Depois de um hiato teatral de vários anos, o nome do Flor de Pedrouços voltou a pisar os palcos dos mais variados pontos do nosso país através do seu Corpo Cénico, superiormente dirigido por Orlando Campo Grande, homem que pelo seu empenho e perseverança. Até 2000, foram efectuadas diversas realizações por esta colectividade, algumas com crianças, como o Mini-Aturas, teatros e animações de rua, cortejos de oferendas para angariação de fundos para a Santa Casa de Misericórdia da Maia, Festas de S. João, Festas de Natal, uma exposição sobre a história da colectividade, noites de Fado ou o original “enterro” do João (ou do Carnaval). Entre os anos de 1992 a 1995, o Flor de Pedrouços chegou a atingir o número de 243 associados mas com o passar dos anos esse número foi diminuindo assim como o valor das cotizações.
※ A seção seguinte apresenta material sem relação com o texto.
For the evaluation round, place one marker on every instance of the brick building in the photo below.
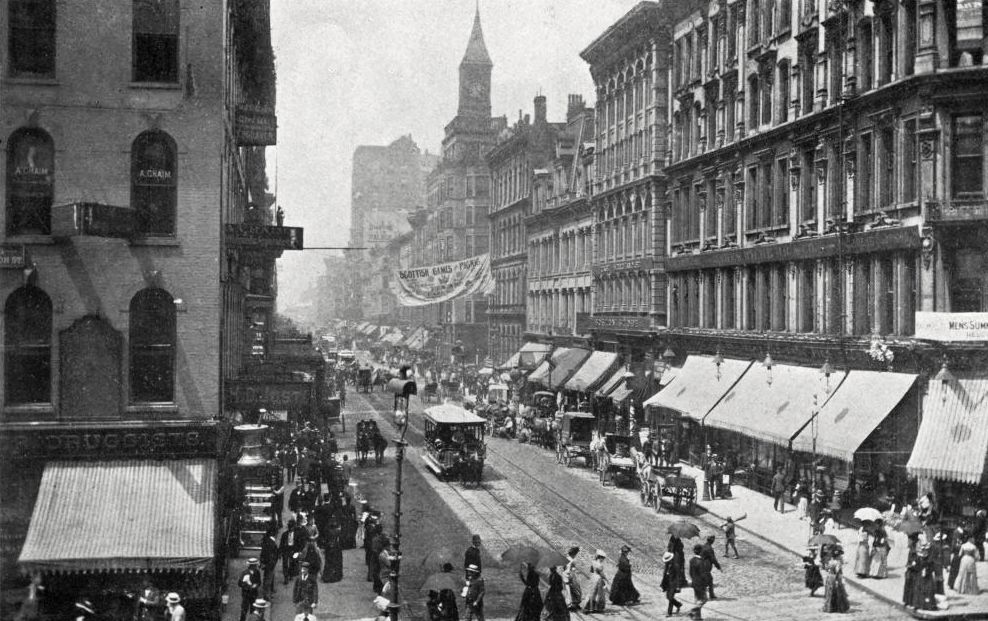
(826, 174)
(520, 150)
(130, 252)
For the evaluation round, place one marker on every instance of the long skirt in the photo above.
(555, 608)
(596, 594)
(834, 595)
(623, 590)
(862, 560)
(880, 562)
(967, 577)
(531, 605)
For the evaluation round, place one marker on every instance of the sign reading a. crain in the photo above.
(952, 326)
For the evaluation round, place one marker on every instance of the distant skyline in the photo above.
(353, 72)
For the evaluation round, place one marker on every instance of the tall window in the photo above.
(155, 41)
(910, 163)
(152, 346)
(27, 346)
(32, 38)
(967, 174)
(30, 182)
(154, 183)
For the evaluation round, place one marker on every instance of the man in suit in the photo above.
(709, 562)
(698, 576)
(269, 559)
(305, 592)
(250, 586)
(472, 555)
(475, 594)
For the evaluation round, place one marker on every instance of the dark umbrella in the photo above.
(439, 582)
(909, 526)
(821, 539)
(683, 529)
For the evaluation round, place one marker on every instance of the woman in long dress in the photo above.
(531, 599)
(811, 572)
(862, 556)
(597, 586)
(967, 576)
(571, 585)
(880, 551)
(623, 591)
(834, 593)
(555, 608)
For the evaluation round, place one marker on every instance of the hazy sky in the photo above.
(353, 72)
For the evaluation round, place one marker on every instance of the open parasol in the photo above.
(683, 529)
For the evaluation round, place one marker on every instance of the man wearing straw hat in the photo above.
(176, 612)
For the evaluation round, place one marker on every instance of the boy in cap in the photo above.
(176, 612)
(474, 594)
(250, 586)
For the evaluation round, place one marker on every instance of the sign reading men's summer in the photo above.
(438, 283)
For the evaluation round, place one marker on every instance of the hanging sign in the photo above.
(438, 283)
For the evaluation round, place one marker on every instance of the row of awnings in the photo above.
(123, 516)
(779, 405)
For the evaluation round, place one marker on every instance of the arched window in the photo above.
(155, 48)
(154, 183)
(152, 346)
(27, 346)
(32, 38)
(30, 182)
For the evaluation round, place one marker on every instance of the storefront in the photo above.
(948, 458)
(677, 411)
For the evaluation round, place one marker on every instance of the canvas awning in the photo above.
(953, 435)
(136, 515)
(593, 371)
(696, 389)
(846, 420)
(771, 411)
(554, 372)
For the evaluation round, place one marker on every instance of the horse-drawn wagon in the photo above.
(454, 443)
(575, 435)
(669, 481)
(616, 464)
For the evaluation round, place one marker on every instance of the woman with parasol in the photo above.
(597, 586)
(623, 591)
(531, 599)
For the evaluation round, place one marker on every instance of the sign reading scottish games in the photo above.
(438, 283)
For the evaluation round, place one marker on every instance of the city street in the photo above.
(528, 498)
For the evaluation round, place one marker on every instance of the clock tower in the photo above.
(475, 76)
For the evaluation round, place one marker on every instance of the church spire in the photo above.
(476, 53)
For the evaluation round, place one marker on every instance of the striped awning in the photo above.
(123, 516)
(953, 435)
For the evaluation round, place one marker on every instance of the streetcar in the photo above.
(454, 443)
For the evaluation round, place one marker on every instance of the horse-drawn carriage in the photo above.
(454, 443)
(365, 377)
(369, 439)
(575, 435)
(658, 481)
(616, 463)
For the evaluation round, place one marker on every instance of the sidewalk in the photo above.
(787, 531)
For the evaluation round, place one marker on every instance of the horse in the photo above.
(380, 445)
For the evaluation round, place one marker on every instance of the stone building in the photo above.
(826, 176)
(559, 228)
(135, 228)
(520, 150)
(629, 65)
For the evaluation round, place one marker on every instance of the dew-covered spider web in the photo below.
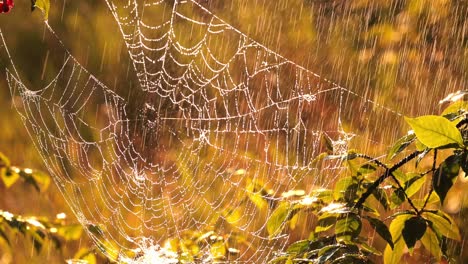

Segundo um pequeno texto de Francisco César, figura incontornável do Flor, no jornal da Junta de Freguesia de Pedrouços de 1994 este associado referia os altos e baixos da associação, como acontece com a maioria das colectividades. “E é esta situação dinâmica e constante que vai preenchendo a história da colectividade, com anos de maior ou menor valência cultural, que, na verdade, lhe empresta um constante fervilhar colectivista e um certo bairrismo saudável, até porque «uma casa que não é ralhada, não é governada».

Infelizmente, o Flor envelheceu demasiado, não soube reinventar-se e começou a definhar na entrada do novo século. Depois da compra do edifício da sede pela Câmara Municipal e entrega ao Flor, a colectividade ainda realizou bastantes espectáculos de revista mas sem a qualidade de outrora ao nível dos textos ou guarda-roupa. Ao mesmo tempo, o bar da sede, sinónimo de receitas mas também de problemas, veio os seus proveitos diminuírem assim como a frequência das instalações pelo cada vez mais reduzido número de sócios activos. Os esforços de José Manuel Matos, Francisco César ou Diamantino Neves não surtiram os efeitos desejados, e mesmo cumprindo os 100 anos numa cerimónia em outubro de 2019, a pandemia do COVID-19 levou à entrega da chave do edifício e decretou o fim do Flor de Pedrouços em 2022. Chegava ao fim uma colectividade única, com um percurso recheado de sucessos, muitos espectáculos na Maia e um pouco pelo país. Uma associação de referência pelo muito que fez pela cultura e pelas pessoas de Pedrouços. O meu muito obrigado a todos que contribuíram para esse desígnio.